Transition énergétique : Le Maroc sur la bonne voie

Transition énergétique : Le Maroc sur  la bonne voie

Entretien avec Rachid Idrissi Kaitouni, président de la Fédération de l’énergie

La Fédération de l’énergie a organisé, mercredi 17 octobre, à Casablanca une rencontre dédiée aux perspectives énergétiques en Méditerranée. Une occasion pour l’Observatoire méditerranéen pour l’énergie (OME) de présenter sa dernière publication qui fournit en effet une analyse approfondie du secteur dans la région méditerranéenne avec un aperçu complet de son évolution passée, de la situation présente ainsi qu’une perspective à l’horizon 2040. Deux scénarios (de référence et proactif) ont été établis dans ce sens dressant ainsi un portrait préoccupant du futur énergétique de la Méditerranée. Pour le Maroc, l’OME indique que la demande doublerait dans le scénario de référence alors qu’elle baisserait d’un quart dans le scénario proactif par rapport au premier scénario. La production électrique triplerait dans le scénario de référence avec 26 % de la production provenant des renouvelables contre 44 % dans le proactif. L‘Observatoire estime par ailleurs que la part des renouvelables restera la plus élevée dans le secteur électrique (44 %) mais pourrait atteindre quasi 20 % de la demande totale énergétique en 2040. Et d’ajouter que la consommation finale des renouvelables pourrait doubler mais leur part restera faible eu égard au potentiel et en termes de part. S’agissant des investissements cumulés, ils atteindraient au Maroc 113 milliards d’euros d’ici 2040 dans le scénario de référence contre 125 milliards dans le proactif.

ALM : La Fédération de l’énergie a débattu récemment des perspectives du secteur en Méditerranée. Dans quel cadre s’inscrit cette rencontre ?

Rachid Idrissi Kaitouni : La Fédération a toujours œuvré pour organiser des workshops et des conférences autour de l’énergie. C’est notre vocation. La rencontre d’aujourd’hui a été une occasion pour nous de découvrir la dernière publication de l’observatoire méditerranéen de l’énergie (OME) de l’Union pour la Méditerranée (UpM). L’observatoire a établi, cette année, une prospective sur l’énergie autour de la Méditerranée avec deux scénarios, à savoir un scénario de référence et un autre proactif. C’est une étude intéressante dans la mesure où elle nous permet d’évaluer d’ici 2040 l’évolution de la demande en énergie et les investissements dans le secteur.

Quelles sont les principales conclusions tirées de cette rencontre ?

Nous concluons qu’il y aura, certes, une augmentation de la demande en énergie que cela soit sur le scénario de référence ou sur le scénario proactif où la demande est encore beaucoup plus accentuée.

Ceci est valable aussi bien pour la Méditerranée que pour le Maroc où la demande de l’énergie va augmenter avec néanmoins une différence sur les émissions du gaz à effet de serre qui peuvent être réduites si nous prenons les bonnes décisions, à savoir les énergies renouvelables et l’efficacité énergétique. On voit bien qu’au niveau des deux scénarios il y a une différence si nous adoptons les bonnes pratiques.

Comment évaluez-vous la transition énergétique opérée par le Maroc ?

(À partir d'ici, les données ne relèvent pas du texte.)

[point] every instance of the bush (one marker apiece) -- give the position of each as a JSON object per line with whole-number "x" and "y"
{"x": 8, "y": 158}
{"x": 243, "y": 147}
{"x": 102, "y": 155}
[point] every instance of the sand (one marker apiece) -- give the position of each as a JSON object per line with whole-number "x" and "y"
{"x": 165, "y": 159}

Le Maroc est sur la bonne voie puisque nous avons une augmentation des énergies renouvelables. Vous savez qu’en 2030, 52 % de la demande en énergie électrique au Maroc sera satisfaite pour les énergies renouvelables.

Chose qui pourrait bien sûr contribuer à la diminution des gaz à effet de serre.

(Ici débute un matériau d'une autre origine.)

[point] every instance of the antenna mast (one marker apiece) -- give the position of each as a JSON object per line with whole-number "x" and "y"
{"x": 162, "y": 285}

Quels sont les projets à venir de la fédération ?

A travers notre feuille de route, nous ambitionnons d’être l’interlocuteur privilégié des pouvoirs publics, des investisseurs et des entreprises déjà installées. Nous œuvrons par ailleurs à créer un lieu de rencontre et de débat sur ce qui se passe au niveau énergétique que cela soit au Maroc ou au niveau mondial.

D’ailleurs, nous organiserons le 19 novembre à Skhirat la 14ème conférence de l’énergie.

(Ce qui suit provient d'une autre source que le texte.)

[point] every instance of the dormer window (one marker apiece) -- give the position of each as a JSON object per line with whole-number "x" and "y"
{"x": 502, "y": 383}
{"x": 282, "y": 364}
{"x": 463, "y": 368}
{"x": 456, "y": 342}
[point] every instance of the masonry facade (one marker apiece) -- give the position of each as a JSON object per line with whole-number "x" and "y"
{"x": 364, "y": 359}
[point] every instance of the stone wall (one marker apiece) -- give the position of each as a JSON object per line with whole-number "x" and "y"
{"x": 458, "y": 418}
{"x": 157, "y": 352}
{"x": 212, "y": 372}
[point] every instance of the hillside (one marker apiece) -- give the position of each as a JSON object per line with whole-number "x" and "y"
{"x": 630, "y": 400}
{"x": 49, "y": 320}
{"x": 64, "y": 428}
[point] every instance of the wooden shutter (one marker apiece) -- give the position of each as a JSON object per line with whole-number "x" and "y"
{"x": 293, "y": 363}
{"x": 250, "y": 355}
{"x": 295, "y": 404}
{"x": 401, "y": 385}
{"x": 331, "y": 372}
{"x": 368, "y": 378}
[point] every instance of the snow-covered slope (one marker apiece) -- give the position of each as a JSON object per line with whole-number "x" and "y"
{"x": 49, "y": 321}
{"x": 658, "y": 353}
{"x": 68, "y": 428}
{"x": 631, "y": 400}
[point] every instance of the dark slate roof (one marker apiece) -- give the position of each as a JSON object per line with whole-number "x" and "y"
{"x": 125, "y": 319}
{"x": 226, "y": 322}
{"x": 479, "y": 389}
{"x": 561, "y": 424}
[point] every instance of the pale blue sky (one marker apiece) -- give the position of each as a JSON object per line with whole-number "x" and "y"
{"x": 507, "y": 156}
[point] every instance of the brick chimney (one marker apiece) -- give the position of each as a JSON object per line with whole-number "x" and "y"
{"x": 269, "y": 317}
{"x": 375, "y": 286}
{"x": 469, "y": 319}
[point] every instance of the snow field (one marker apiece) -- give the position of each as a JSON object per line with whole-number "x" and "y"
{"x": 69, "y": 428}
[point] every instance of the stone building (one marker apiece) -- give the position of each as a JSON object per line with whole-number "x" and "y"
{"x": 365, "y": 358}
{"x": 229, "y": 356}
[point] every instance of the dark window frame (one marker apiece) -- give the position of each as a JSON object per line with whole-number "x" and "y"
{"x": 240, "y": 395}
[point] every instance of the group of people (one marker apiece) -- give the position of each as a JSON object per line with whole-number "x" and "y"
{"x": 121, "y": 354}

Cette rencontre portera sur la transition énergétique et la position géostratégique à l’horizon 2050 avec bien sûr la participation de l’Union pour la Méditerranée et l’institut de recherche royal qui va aussi être de la partie.

Le Portugal sera l’invité d’honneur de cet événement, une occasion pour découvrir ce qui se passe au niveau de ce pays en matière d’énergie.